Season 1 and Season 2 -218 episodes
Season 3 (2014-2018) -174 episodes

== Plot ==
=== Season 1 ===
The first season of Chinna Papa Periya Papa was set in 1999. Chinna Papa is a wealthy woman who lives in Indra Nagar, who loves money and showing off. She is married to Vasudevan and has a son Harish. Harish is married to Periya Papa aka Kavitha. Pattabi is Periya Papa's brother-in-law who stays with the family. The series is about funny situations in their home which usually ends up in a bad note, mostly with the mother-in-law and daughter-in-law duo's fight and the men getting in between and wacked. Pattabi becomes Chinna Papa's sidekick and aids in many situation to help the family gain more money, but as usual, it ends up bad for the whole family or a few members of the family.

=== Season 2 ===
Following the abandonment of his sister-in-laws family in the middle of season 2, Pattabi is adopted by another Chinna Papa, Periya Papa family leading to a new cast in the reminder of season 2. A new addition of Periya Papa's son, Pizza is introduced. Similar hilarious situation follow them as well.

=== Season 3 ===
Season 3 is once again with Chinna Papa (Nalini) and Periya Papa (VJ Chitra) being introduced with Pappu(Jangiri Madhumitha) and Chinnapapa's two sons Gopalakrishnan and Balakrishnan and her brother Thirisangu (Seshu) (2014-2015)/ 'Vajju'(Shevaraj)(2015-2018)

==Cast==
=== Season 1 (2000 - 2002) ===
- Sripriya as Chinna Papa alias Vairam
- Nirosha as Periya Papa alias Kavitha
- M. S. Bhaskar as Pattabi
- Madan Bob as Vasudevan
- Suresh Chakravarthi as Harish (Chinna Papa's son and Periya Papa's husband)
- Delhi Kumar as Bakthavachalam (Periya Papa's father)
- Mythili as Annapoorni (Periya Papa's mother)
- Malini Vaman as 'Kurungu' Kusala

=== Season 2 (2003 - 2004) ===
- Sripriya as Chinna Papa (Ep. 1 — 51)
  - Kalpana as Chinna Papa (Ep. 52 — 106)
  - Seema as Chinna Papa (Ep. 107 — 167)
  - Nalini as Chinna Papa (Ep. 168 — 218)
- Nirosha as Periya Papa (Ep. 1 — 106)
  - Pallavi Menon as Periya Papa (Ep. 107 — 167)
  - Devadarshini as Periya Papa (Ep. 168 — 218)
- M. S. Bhaskar as Pattabi
- Mohan Raman as Vasudevan
- Vijay Sarathy as Harish (Chinna Papa's son and Periya Papa's husband)
- Delhi Kumar as Bakthavachalam (Periya Papa's father)
- Mythili as Annapoorni (Periya Papa's mother)
- Malini Vaman as 'Kurungu' Kusala
- Chaams as Chidambaram
- Vasu Vikram as Pazhani
- Vikram Khanna as Pizza

=== Season 3 (2014 - 2018) ===
- Nalini as Chinna Papa
- V. J. Chitra as Pappu , Periya Papa (1 to 97)
  - Jangiri Madhumita as Pappu , Periya papa (98 to 174)
- Nirosha as Kakinada Kanaga Durga, Pappu's mom
- Kurinji Nathan as Kopalakrishnan (Koki), Chinna Papa's younger son and Pappu's husband
- Sheva Raj as Vajrakomban (Vajju)
- Vetrivelan as Balakrishnan (Balki), Chinna Papa's elder son and Periya Papa's husband
- Lollu Sabha Seshu as Thirisangu
- Monkey Ravi
- Lollu Sabha Palaniappan
- Bayilvan Ranganathan

== Production ==
=== Casting ===
The show initially starred Sripriya and Nirosha in a title role.
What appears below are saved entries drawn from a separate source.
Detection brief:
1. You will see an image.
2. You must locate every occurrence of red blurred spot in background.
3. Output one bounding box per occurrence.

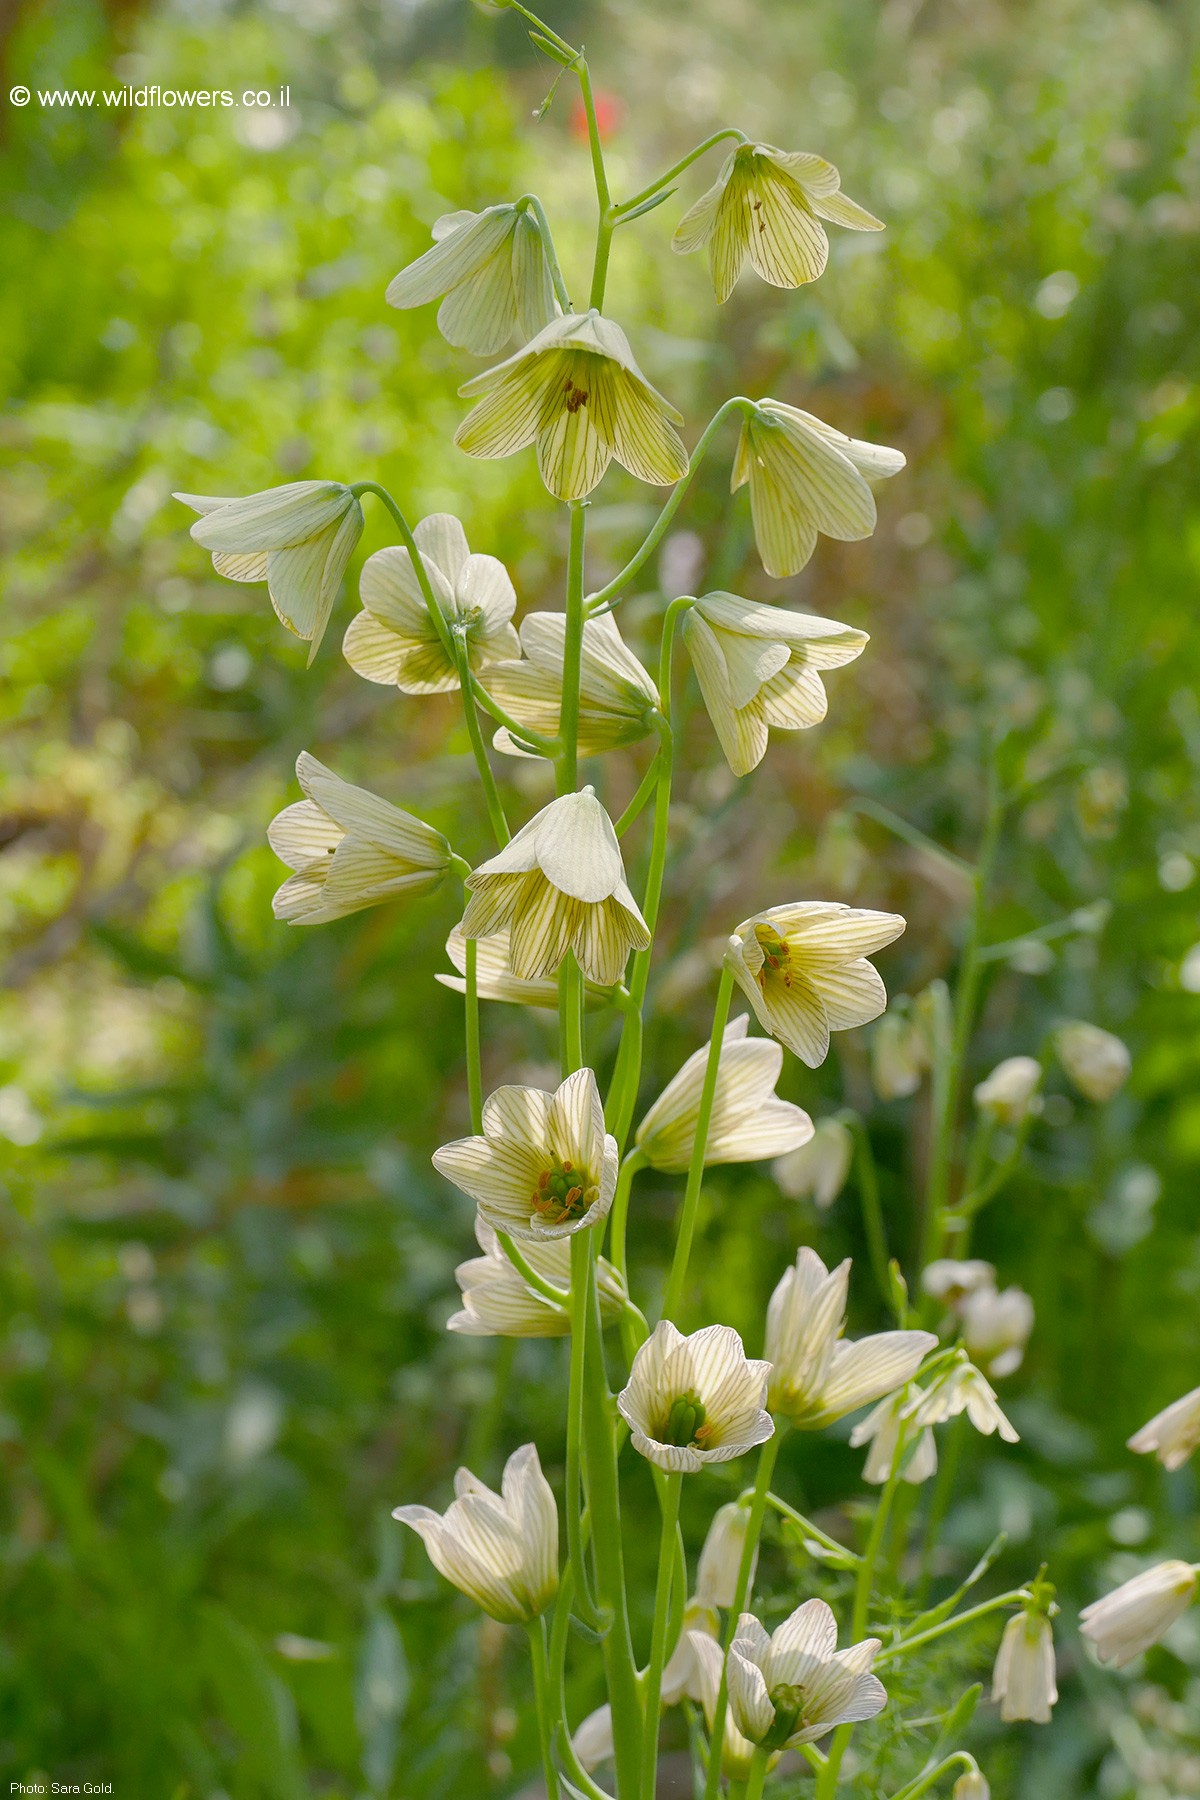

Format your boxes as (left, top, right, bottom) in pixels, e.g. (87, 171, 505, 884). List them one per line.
(570, 90, 624, 142)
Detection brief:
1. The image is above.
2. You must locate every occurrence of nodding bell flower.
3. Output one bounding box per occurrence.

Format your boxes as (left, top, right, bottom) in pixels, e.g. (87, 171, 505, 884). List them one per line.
(385, 203, 557, 356)
(992, 1609, 1057, 1723)
(662, 1598, 721, 1705)
(682, 594, 867, 777)
(953, 1769, 990, 1800)
(696, 1501, 759, 1610)
(635, 1014, 814, 1174)
(392, 1442, 557, 1624)
(1128, 1383, 1200, 1472)
(176, 482, 364, 661)
(922, 1259, 996, 1309)
(461, 787, 650, 987)
(725, 1601, 887, 1750)
(432, 1067, 617, 1241)
(731, 400, 905, 579)
(688, 1632, 760, 1779)
(617, 1320, 774, 1474)
(907, 1355, 1020, 1443)
(267, 753, 451, 925)
(849, 1386, 938, 1486)
(773, 1117, 854, 1210)
(1080, 1561, 1199, 1668)
(486, 610, 659, 758)
(446, 1218, 624, 1338)
(726, 902, 906, 1069)
(974, 1055, 1043, 1127)
(672, 141, 883, 302)
(571, 1704, 615, 1773)
(870, 1007, 930, 1101)
(455, 310, 689, 501)
(1055, 1021, 1132, 1103)
(960, 1284, 1035, 1380)
(344, 514, 518, 693)
(437, 924, 562, 1009)
(765, 1248, 936, 1429)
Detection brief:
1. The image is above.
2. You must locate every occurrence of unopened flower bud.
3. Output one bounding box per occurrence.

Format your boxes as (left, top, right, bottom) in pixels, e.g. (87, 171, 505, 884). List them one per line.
(974, 1056, 1042, 1126)
(1055, 1021, 1131, 1103)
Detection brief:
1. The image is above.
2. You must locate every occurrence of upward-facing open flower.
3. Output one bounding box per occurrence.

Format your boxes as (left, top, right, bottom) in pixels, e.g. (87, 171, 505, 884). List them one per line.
(344, 514, 518, 693)
(1080, 1562, 1199, 1668)
(447, 1218, 624, 1337)
(849, 1386, 938, 1486)
(773, 1117, 854, 1210)
(176, 482, 364, 661)
(487, 611, 659, 758)
(673, 142, 883, 302)
(461, 787, 650, 986)
(385, 204, 557, 356)
(455, 310, 689, 501)
(765, 1248, 936, 1428)
(960, 1285, 1035, 1379)
(617, 1321, 774, 1473)
(433, 1067, 617, 1241)
(635, 1014, 813, 1174)
(992, 1610, 1057, 1723)
(682, 594, 867, 777)
(726, 1601, 887, 1750)
(267, 753, 451, 924)
(1055, 1021, 1132, 1103)
(1128, 1384, 1200, 1471)
(907, 1356, 1019, 1443)
(727, 902, 906, 1068)
(731, 401, 905, 579)
(392, 1442, 556, 1623)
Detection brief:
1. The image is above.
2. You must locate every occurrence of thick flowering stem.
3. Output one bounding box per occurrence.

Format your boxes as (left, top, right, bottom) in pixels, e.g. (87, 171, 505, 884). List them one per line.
(586, 400, 751, 617)
(609, 1148, 646, 1358)
(527, 1615, 562, 1800)
(614, 128, 747, 216)
(558, 502, 589, 797)
(568, 1232, 604, 1631)
(743, 1746, 770, 1800)
(640, 1470, 683, 1800)
(573, 55, 614, 308)
(703, 1426, 784, 1800)
(662, 959, 735, 1322)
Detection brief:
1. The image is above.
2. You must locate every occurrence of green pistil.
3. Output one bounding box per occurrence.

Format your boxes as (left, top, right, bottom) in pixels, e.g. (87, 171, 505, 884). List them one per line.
(762, 1683, 806, 1751)
(531, 1157, 588, 1224)
(662, 1390, 709, 1448)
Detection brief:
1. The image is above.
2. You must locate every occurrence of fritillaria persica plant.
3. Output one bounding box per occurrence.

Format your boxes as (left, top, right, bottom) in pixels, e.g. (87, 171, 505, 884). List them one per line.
(176, 6, 1191, 1796)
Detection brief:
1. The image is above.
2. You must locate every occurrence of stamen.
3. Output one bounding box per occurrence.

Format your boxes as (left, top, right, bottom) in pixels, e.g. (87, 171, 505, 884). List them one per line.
(563, 378, 589, 414)
(529, 1156, 592, 1225)
(753, 922, 793, 989)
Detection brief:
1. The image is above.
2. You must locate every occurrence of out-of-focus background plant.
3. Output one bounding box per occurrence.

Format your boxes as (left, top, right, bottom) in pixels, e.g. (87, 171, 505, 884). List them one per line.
(2, 0, 1199, 1794)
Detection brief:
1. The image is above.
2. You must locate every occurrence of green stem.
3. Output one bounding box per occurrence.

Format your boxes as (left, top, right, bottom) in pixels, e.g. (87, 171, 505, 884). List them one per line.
(586, 400, 750, 617)
(616, 750, 664, 837)
(888, 1753, 979, 1800)
(703, 1428, 784, 1800)
(615, 129, 746, 214)
(877, 1590, 1027, 1665)
(574, 55, 614, 307)
(847, 1112, 893, 1320)
(520, 191, 573, 311)
(497, 1232, 569, 1310)
(469, 670, 558, 752)
(567, 1233, 603, 1630)
(661, 961, 735, 1322)
(917, 1412, 966, 1602)
(349, 479, 453, 653)
(609, 1149, 645, 1320)
(527, 1616, 561, 1800)
(465, 936, 483, 1134)
(743, 1746, 770, 1800)
(560, 954, 585, 1078)
(453, 633, 510, 846)
(761, 1491, 860, 1568)
(640, 1472, 683, 1800)
(558, 502, 588, 796)
(507, 0, 578, 59)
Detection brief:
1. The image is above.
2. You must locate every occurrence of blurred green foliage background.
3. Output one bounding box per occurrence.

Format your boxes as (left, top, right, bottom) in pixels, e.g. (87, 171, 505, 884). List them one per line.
(2, 0, 1200, 1794)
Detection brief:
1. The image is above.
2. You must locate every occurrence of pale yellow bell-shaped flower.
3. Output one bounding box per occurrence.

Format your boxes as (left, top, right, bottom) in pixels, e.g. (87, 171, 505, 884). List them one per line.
(991, 1611, 1057, 1723)
(1128, 1384, 1200, 1472)
(765, 1247, 935, 1428)
(921, 1259, 996, 1308)
(437, 924, 562, 1008)
(176, 482, 364, 661)
(386, 204, 557, 356)
(682, 594, 867, 777)
(731, 400, 905, 578)
(455, 310, 689, 501)
(392, 1442, 557, 1624)
(726, 902, 906, 1068)
(344, 513, 518, 693)
(267, 753, 451, 925)
(673, 142, 883, 302)
(696, 1501, 758, 1610)
(953, 1768, 990, 1799)
(773, 1117, 854, 1210)
(635, 1014, 814, 1174)
(960, 1285, 1034, 1379)
(446, 1218, 624, 1338)
(870, 1008, 930, 1100)
(849, 1386, 938, 1486)
(433, 1067, 617, 1241)
(462, 787, 650, 987)
(687, 1631, 764, 1779)
(974, 1055, 1043, 1126)
(1080, 1561, 1199, 1668)
(906, 1355, 1019, 1443)
(617, 1320, 774, 1474)
(726, 1602, 887, 1750)
(1055, 1021, 1131, 1103)
(662, 1599, 720, 1705)
(487, 611, 659, 758)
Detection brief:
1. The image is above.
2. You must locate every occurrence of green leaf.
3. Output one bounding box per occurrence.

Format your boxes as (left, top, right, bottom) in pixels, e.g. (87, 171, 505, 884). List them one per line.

Then, after episode 52, Sripriya's role was replaced by actress Kalpana followed by actress Seema and finally the role was replaced by Nalini. Actress Devadharshini replaced Nirosha's role. Actor M. S. Bhaskar was cast as Pattabi for all 3 seasons.

After a few years the series started with a fresh season with a new cast, which included, in addition to Nalini and Nirosha, Actress V. J. Chitra was introduced as Periya Papa along with Jangiri Madhumitha. It aired on every Saturday at 10:30PM IST.